Davide come lui. Strappa quella pagina, è l´ultimo furto. «"Lazzaro, vieni fuori": mi sembrava di sentire una voce», racconta. E Comincia un´altra storia. Anche se con fatica, si mette alle spalle la camorra, sposa Patrizia, ha due figli, lascia Scampia, perché lì l´aria si è fatta irrespirabile per uno che lascia il Sistema. Si trasferisce al nord, Davide, e inizia a sgobbare come camionista per dieci ore al giorno.

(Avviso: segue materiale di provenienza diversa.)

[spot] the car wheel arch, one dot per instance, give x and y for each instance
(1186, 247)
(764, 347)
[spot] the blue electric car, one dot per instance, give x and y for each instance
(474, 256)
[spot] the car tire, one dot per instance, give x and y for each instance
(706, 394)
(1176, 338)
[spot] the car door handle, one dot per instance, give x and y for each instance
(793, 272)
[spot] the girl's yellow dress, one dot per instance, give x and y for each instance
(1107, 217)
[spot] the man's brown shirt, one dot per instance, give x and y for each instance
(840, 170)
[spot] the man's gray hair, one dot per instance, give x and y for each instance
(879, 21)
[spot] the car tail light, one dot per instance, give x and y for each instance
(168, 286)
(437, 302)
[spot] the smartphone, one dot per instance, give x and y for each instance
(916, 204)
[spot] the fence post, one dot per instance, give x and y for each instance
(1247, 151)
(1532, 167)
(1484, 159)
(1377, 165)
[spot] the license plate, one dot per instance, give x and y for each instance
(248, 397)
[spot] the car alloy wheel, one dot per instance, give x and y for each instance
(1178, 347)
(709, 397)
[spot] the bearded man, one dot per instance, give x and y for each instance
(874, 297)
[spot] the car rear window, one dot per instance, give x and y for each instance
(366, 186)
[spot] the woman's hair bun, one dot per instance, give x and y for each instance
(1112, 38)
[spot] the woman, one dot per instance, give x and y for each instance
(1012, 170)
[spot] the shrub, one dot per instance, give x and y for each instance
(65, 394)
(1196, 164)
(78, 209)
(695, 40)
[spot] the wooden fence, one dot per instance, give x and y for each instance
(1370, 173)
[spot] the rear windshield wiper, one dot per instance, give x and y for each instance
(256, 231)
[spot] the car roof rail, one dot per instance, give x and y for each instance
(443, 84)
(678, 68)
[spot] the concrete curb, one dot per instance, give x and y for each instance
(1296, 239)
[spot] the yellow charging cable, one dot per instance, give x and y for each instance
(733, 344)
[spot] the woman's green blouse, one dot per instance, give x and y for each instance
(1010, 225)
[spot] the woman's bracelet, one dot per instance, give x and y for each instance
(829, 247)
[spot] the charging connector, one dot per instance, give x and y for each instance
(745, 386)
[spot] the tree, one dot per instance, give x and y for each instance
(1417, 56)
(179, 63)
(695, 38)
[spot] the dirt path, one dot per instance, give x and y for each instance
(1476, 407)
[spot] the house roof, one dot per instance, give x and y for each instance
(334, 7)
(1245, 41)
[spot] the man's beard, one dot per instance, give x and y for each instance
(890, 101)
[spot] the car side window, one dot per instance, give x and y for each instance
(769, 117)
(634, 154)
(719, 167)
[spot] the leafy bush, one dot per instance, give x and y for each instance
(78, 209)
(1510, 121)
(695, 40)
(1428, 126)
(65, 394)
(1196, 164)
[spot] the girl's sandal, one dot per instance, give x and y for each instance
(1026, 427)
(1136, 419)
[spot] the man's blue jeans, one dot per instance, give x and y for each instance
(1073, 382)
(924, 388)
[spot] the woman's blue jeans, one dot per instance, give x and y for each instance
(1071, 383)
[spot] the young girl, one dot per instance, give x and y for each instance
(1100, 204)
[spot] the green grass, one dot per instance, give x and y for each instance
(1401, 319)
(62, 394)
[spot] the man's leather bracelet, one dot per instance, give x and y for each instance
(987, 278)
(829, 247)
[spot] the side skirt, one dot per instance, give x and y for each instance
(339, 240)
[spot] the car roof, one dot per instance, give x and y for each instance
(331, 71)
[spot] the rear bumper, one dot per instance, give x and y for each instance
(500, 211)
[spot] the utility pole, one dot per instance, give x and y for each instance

Inizia a leggere, a capire. «Voglio essere per la mia famiglia qualcosa di diverso», è il suo pensiero ricorrente.
E un chiodo fisso gli batte il cervello: «Voglio salvare i ragazzi di Scampia». «Ho scritto il libro - spiega - per parlare a loro, per testimoniare ai bambini che la camorra non è l´unica strada. Per gridare a tutti che è bello vivere puliti». Ora, lui ex pusher, racconta agli altri che la camorra è morte, che ci si può ribellare, dire "non ci sto più", che un´altra vita è possibile. Porta a casa soldi che profumano di sudore. E la sera, può guardare felice i suoi figli negli occhi.